Wednesday, April 5, 2017

Word-for-Sense

The title for this blog is based on a classic and basic issue in translation: word-for-word or sense-for-sense. That said, even though the very name of this blog is based on translation, I haven't really been talking about translation on here. I suppose that is because for me, translation is an intimate process, and I don't always feel comfortable talking about it. It’s probably because of the imposter syndrome I tend to feel about anything and everything I've ever done or do. The feeling is an uncomfortable one, but confidence doesn't come easy for me.

My translations themselves, well, I don't particularly like sharing. I'm always terrified that I have mistranslated something, or that something is somehow 'not right' in ways I'm not fully sure I can explain. I worry that my fluency in Spanish is not good enough for proper translation and find myself hounding down words in dictionaries, picking at the poem until it is nothing but words. I tend to go for very literal translations, keeping faithful to the word, and yet my heart longs for giving instead the sense that comes from such rich poetry. Translating is maddening and sometimes I wonder why I ever thought I could do it, and others I wonder how I could possibly do anything else.

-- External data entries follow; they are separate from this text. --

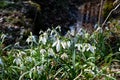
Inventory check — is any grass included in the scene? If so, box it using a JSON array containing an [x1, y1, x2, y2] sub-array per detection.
[[0, 27, 120, 80]]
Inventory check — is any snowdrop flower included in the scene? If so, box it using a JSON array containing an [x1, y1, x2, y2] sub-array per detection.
[[30, 50, 36, 55], [67, 41, 71, 48], [37, 65, 44, 74], [61, 53, 68, 60], [89, 45, 96, 53], [25, 57, 33, 62], [52, 39, 60, 52], [39, 32, 48, 45], [61, 41, 67, 49], [85, 33, 89, 38], [0, 58, 3, 65], [40, 49, 46, 54], [13, 57, 22, 65], [75, 44, 82, 51], [26, 36, 36, 44], [48, 48, 55, 56]]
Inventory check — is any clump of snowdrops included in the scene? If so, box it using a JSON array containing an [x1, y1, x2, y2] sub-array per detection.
[[0, 26, 118, 80]]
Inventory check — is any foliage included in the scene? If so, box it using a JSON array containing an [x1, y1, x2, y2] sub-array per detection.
[[0, 26, 120, 80]]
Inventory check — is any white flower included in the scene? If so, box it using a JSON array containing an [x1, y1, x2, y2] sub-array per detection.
[[75, 44, 82, 51], [13, 57, 22, 65], [85, 33, 89, 38], [30, 50, 36, 55], [25, 57, 33, 62], [26, 35, 36, 44], [0, 58, 3, 65], [89, 45, 96, 53], [61, 53, 68, 60], [52, 39, 60, 52], [61, 41, 67, 49], [48, 48, 55, 56], [67, 41, 71, 48], [39, 33, 48, 45], [40, 49, 46, 54], [37, 65, 44, 74]]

I'm doing an independent study on translation this semester and even though there are only five weeks left of class I haven't sent my professor any poems because I am terrified he will hate them. That said if I don't send him something soon he will probably fail me, so I have resolved to send him at least two poems by Friday, no matter how much I dislike the verse. (My translation I mean, the original poems are gorgeous). The only way I can improve is if I get feedback, but like most people, I am scared of rejection. Everyone fails sometimes, it's a fact of life, but that doesn't make it comfortable.